Título: Brasil vai participar de projetos de infra-estrutura no Haiti, diz Lula
Autor: Felício , César
Fonte: Valor Econômico, 29/05/2008, Brasil, p. A3

Lula e o presidente haitiano Rene Preval: negociações para ampliar presença de empresas brasileiras no país O presidente Luiz Inácio Lula da Silva afirmou ontem, após reunião no Palácio Nacional em Porto Príncipe com o presidente haitiano René Préval, que o Brasil irá participar de projetos de infra-estrutura no país. De acordo com o presidente, até 13 de agosto, data em que Préval deve visitar o Brasil, já terá sido feita uma análise por técnicos do governo brasileiro de todos os projetos do governo haitiano para a construção de barragens para uso em irrigação e geração de energia elétrica.
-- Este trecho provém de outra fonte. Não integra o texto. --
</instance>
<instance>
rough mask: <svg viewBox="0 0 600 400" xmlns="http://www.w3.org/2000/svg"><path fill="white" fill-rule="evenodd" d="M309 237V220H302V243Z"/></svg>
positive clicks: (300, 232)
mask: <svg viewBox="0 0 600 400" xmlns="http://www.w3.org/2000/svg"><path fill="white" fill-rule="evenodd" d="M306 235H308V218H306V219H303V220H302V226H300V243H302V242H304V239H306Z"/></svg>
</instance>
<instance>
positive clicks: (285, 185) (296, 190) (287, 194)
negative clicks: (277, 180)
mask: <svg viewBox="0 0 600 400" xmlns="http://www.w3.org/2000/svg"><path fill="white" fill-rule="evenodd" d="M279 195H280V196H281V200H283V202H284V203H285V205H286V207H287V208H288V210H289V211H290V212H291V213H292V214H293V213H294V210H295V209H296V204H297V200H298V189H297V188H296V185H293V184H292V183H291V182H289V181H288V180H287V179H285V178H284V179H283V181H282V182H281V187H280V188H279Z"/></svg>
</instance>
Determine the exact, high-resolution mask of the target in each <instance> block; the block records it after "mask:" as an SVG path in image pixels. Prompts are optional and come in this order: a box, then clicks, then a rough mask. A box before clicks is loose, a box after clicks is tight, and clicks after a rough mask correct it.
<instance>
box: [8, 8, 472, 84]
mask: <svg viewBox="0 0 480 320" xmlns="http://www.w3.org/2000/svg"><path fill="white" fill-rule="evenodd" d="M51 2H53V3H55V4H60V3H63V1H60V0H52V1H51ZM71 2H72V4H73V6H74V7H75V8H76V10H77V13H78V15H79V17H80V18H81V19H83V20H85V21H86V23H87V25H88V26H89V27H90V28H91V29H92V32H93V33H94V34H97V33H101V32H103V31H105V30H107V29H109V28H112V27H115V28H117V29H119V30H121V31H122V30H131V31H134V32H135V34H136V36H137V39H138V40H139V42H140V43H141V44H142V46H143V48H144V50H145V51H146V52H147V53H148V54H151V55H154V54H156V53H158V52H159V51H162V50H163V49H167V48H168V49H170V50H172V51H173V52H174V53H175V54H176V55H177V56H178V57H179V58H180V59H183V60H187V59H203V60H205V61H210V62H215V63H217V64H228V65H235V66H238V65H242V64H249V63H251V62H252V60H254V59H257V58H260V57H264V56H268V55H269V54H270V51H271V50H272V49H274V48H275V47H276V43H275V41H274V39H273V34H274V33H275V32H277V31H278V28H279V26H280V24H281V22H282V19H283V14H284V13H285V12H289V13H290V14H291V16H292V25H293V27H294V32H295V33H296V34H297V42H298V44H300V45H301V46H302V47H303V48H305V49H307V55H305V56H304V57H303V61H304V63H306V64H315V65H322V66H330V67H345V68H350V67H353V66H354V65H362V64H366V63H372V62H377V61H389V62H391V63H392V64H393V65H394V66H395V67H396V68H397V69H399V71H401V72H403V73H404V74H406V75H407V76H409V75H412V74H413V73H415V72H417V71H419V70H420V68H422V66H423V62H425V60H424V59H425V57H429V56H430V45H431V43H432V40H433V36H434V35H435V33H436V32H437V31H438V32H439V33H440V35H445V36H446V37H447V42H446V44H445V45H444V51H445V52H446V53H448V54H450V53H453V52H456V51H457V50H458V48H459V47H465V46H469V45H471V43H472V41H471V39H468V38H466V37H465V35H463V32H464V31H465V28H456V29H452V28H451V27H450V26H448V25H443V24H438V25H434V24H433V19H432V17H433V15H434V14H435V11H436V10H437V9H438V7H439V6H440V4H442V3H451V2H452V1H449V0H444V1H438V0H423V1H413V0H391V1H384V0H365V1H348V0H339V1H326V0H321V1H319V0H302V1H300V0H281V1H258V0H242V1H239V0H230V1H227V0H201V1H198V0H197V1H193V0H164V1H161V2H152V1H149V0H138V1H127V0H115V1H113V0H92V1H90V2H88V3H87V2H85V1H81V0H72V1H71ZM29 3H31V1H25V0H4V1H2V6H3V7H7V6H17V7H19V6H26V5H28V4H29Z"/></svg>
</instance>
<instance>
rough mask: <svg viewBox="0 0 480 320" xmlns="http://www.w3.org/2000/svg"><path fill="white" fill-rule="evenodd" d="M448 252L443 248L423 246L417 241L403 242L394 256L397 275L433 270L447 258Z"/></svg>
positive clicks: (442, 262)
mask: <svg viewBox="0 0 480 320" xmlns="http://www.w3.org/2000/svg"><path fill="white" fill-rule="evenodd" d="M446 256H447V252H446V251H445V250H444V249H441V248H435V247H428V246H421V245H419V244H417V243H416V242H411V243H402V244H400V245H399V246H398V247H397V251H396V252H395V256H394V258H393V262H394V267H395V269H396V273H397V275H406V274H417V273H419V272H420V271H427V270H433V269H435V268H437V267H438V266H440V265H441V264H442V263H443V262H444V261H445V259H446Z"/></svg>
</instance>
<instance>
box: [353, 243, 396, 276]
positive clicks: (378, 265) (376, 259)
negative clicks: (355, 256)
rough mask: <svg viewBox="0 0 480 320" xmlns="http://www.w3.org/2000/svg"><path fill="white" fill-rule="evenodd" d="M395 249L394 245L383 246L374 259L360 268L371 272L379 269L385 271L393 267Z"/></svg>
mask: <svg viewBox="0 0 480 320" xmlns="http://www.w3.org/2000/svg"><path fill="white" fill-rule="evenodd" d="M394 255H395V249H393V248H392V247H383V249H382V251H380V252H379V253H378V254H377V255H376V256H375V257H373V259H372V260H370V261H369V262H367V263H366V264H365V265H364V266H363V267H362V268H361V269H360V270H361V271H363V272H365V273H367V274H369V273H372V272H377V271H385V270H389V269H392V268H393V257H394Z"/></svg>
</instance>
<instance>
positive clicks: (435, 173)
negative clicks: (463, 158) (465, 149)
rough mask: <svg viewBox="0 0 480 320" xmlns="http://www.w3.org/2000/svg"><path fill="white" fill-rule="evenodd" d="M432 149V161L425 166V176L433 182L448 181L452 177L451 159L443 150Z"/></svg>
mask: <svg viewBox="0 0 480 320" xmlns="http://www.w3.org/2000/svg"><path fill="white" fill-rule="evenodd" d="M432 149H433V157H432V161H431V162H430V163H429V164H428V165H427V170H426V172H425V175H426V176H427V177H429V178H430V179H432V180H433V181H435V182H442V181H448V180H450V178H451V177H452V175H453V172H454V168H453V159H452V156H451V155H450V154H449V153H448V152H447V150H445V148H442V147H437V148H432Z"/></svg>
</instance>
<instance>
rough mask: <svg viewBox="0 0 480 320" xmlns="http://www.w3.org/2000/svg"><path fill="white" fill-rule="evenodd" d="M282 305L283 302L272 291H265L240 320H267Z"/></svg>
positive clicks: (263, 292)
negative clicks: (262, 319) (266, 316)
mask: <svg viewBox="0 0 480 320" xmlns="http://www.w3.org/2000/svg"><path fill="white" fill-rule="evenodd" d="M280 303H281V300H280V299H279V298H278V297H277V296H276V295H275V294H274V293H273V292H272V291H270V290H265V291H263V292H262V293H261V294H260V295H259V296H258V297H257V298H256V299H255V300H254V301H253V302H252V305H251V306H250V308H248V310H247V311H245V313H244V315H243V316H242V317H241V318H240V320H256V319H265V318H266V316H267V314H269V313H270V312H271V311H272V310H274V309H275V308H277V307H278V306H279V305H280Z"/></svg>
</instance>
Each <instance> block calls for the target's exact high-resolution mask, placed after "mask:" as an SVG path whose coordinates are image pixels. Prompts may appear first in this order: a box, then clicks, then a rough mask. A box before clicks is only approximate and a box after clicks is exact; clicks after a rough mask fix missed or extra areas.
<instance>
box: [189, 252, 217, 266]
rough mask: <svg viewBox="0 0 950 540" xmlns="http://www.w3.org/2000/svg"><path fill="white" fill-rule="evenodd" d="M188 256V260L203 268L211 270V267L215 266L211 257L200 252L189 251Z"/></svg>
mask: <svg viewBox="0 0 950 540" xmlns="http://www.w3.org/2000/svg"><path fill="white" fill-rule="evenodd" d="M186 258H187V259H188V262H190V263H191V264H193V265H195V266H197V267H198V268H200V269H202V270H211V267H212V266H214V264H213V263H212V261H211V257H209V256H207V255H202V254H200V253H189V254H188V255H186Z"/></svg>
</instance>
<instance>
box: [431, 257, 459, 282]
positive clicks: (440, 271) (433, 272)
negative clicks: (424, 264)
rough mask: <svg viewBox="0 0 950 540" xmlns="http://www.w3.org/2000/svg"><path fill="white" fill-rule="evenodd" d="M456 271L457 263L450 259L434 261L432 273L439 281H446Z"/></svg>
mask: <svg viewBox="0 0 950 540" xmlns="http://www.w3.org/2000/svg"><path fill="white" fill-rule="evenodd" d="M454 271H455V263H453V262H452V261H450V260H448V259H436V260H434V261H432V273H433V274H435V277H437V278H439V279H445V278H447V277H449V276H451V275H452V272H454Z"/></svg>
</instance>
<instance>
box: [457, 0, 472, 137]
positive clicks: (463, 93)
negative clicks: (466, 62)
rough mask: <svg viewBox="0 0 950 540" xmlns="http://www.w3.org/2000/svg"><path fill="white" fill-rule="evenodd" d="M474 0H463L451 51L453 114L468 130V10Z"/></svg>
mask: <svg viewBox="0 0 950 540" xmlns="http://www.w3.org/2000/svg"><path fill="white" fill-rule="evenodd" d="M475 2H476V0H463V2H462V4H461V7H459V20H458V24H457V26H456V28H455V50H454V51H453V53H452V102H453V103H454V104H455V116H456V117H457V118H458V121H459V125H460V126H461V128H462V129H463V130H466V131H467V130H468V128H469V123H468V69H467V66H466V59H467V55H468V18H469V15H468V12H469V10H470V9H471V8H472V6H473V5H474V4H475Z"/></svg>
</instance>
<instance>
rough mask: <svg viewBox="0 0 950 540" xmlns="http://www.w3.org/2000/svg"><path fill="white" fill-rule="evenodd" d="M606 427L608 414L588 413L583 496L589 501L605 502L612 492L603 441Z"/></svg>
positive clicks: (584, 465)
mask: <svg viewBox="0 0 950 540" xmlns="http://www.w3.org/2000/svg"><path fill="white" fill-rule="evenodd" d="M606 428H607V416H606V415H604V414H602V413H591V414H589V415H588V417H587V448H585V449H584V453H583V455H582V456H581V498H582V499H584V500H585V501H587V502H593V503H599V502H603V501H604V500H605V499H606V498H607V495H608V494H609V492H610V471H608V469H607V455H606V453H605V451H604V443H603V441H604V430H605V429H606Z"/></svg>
"Vamos então tornar concretos projetos que podem significar mudanças estruturantes no Haiti", afirmou. Segundo o ministro das Relações Exteriores, Celso Amorim, o Brasil poderá financiar até a totalidade do custo de alguns projetos. "Não são projetos de alto custo em sua maioria e há instrumentos legais para isso, como o Proex e o BNDES. Também é possível realizar financiamentos parciais ou com outros países", disse. Sem rios perenes no país, a capacidade energética do Haiti é de 535 milhões de KWh, segundo dados de 2005.

Na segunda etapa de sua viagem de apenas seis horas ao país, ao visitar o quartel das tropas brasileiras, Lula afirmou que será analisada a construção de uma usina hidrelétrica e uma barragem para a irrigação. "O Brasil dará uma resposta em 13 de agosto se vai construir sozinho ou com outros países esta usina hidrelétrica e esta barragem", disse. No quartel, Lula mais uma vez recorreu a metáforas esportivas ao falar sobre a atuação do Brasil no Haiti . "É como um jogo de futebol. No primeiro tempo estávamos estudando o adversário e nossa preocupação era não tomar gol. No segundo tempo seremos mais ativos", afirmou.

Após quatro anos de presença militar no Haiti, o governo brasileiro se empenha para estender a parceria para outros setores. Há o consenso dentro do governo que o país caribenho precisa de rápidas melhorias econômicas e sociais para que alcance um grau de estabilização que permita o fim das atividades da Minustah, a missão da ONU da qual o Brasil compõe o maior contingente.

Apesar do prazo da missão se esgotar em 15 de outubro, a prorrogação é certa e não há qualquer horizonte para o fim da intervenção. "Vamos ficar enquanto a ONU entender que devemos ficar", disse o presidente. Há pouco mais de um mês, as tropas da ONU reprimiram manifestações contra o governo, em razão do aumento do preço de alimentos. "A pré-condição básica para a paz é o desenvolvimento econômico e social", disse o presidente.

O presidente haitiano também mostrou insatisfação com o perfil militar da missão. "As condições mudaram. Precisamos mais de polícia do que de militares. Não temos mais grupos armados organizados, temos indivíduos armados . Só neste mês tivemos 25 seqüestros", disse Préval. O haitiano afirmou que já pediu aos demais países da Minustah a troca progressiva de militares por policiais na missão. Acrescentou ainda que, na área econômica, o Brasil não é a única carta com que conta para conseguir financiamento de projetos de infra-estrutura. "Eu vou buscar com o governo brasileiro e o venezuelano como concretizar esses projetos", afirmou.

Durante o encontro, foram assinados seis convênios. No mais relevante, o Brasil se comprometeu a enviar financiamento e técnicos da Embrapa para montar uma estação experimental e um banco de sementes de hortaliças na região de Kenscoff, perto da capital.

O fato de o governo haitiano estar demissionário há mais de um mês, já que Préval ainda não conseguiu que o Parlamento aprovasse a indicação de um novo primeiro-ministro, prejudicou a cúpula. Na área econômica, por exemplo, os ministros limitaram-se a conversar na reunião privativa sobre a possibilidade de empresários brasileiros exportarem para os Estados Unidos agregando valor a produtos no Haiti. O país caribenho goza de benefícios tarifários para importações americanas. Segundo Amorim, falou-se em projetos futuros de desidratação de álcool, já que o Haiti possui usinas, mas conta com uma produção ínfima de cana-de-açúcar.